Modulation doping promoted ultrahigh electron mobility and enhanced thermoelectric performance in PbTe

Modulation doping was proven to be a quite effective strategy to realize high electrical conductivity at a relative low charge carrier concentration in bulk thermoelectric materials. In this work, we used lightly doped PbTe-0.1 %Cu with minimal ionized impurity scattering as matrix material and PbS-0.8 %Cu with adequate electron concentration as electron reservoir to construct a modulation doping scenario. Such modulation doped PbTe/PbS heterostructures were characterized with high-angle angular dark field scanning transmission electron microscopy (HAADF-STEM).
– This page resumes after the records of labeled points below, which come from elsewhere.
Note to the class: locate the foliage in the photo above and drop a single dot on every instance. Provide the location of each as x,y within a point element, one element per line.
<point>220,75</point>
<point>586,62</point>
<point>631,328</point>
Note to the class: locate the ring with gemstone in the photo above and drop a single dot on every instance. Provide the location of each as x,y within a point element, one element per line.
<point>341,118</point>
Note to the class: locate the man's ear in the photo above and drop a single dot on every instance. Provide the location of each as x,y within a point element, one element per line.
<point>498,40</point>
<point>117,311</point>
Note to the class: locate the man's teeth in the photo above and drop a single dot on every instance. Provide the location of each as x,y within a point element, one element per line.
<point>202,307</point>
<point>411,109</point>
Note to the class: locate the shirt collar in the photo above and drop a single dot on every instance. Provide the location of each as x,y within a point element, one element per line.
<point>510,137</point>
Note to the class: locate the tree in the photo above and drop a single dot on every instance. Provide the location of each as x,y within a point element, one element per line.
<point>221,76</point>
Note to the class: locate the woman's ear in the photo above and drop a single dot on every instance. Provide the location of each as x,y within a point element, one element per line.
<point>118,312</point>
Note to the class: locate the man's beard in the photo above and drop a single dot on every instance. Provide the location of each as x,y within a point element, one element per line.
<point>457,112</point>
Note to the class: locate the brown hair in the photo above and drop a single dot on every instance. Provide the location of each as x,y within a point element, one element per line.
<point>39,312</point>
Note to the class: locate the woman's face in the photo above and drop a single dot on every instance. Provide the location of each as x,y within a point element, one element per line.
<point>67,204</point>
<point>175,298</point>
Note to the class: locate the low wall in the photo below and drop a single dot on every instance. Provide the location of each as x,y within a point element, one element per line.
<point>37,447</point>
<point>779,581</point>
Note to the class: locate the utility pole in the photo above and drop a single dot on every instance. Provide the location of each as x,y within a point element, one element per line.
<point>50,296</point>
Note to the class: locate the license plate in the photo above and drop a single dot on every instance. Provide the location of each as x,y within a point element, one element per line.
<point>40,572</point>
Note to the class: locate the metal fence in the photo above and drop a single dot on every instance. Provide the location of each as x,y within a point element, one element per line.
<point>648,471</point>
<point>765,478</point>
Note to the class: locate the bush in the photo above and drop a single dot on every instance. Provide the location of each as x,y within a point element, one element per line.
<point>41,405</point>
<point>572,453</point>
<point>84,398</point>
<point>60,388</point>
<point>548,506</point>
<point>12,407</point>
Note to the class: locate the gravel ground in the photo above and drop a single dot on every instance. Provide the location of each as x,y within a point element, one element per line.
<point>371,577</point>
We achieved significantly improved carrier mobility in modulation doped (PbTe)1-x(PbS)x than homogeneously doped PbTe materials reported in literatures; meanwhile, we also obtained obviously reduced lattice thermal conductivity owing to the strong phonon scattering by the dislocation arrays at PbTe/PbS phase boundaries. An ultrahigh room temperature (323 K) figure of merit ZTRT ∼0.63 as well as remarkable average ZTavg ∼1.17 at 323–773 K were simultaneously realized in the sample (0.1 %Cu-PbTe)0.9(0.8 %Cu-PbS)0.1, both of which are among the highest ones for all reported PbTe-based thermoelectric materials so far.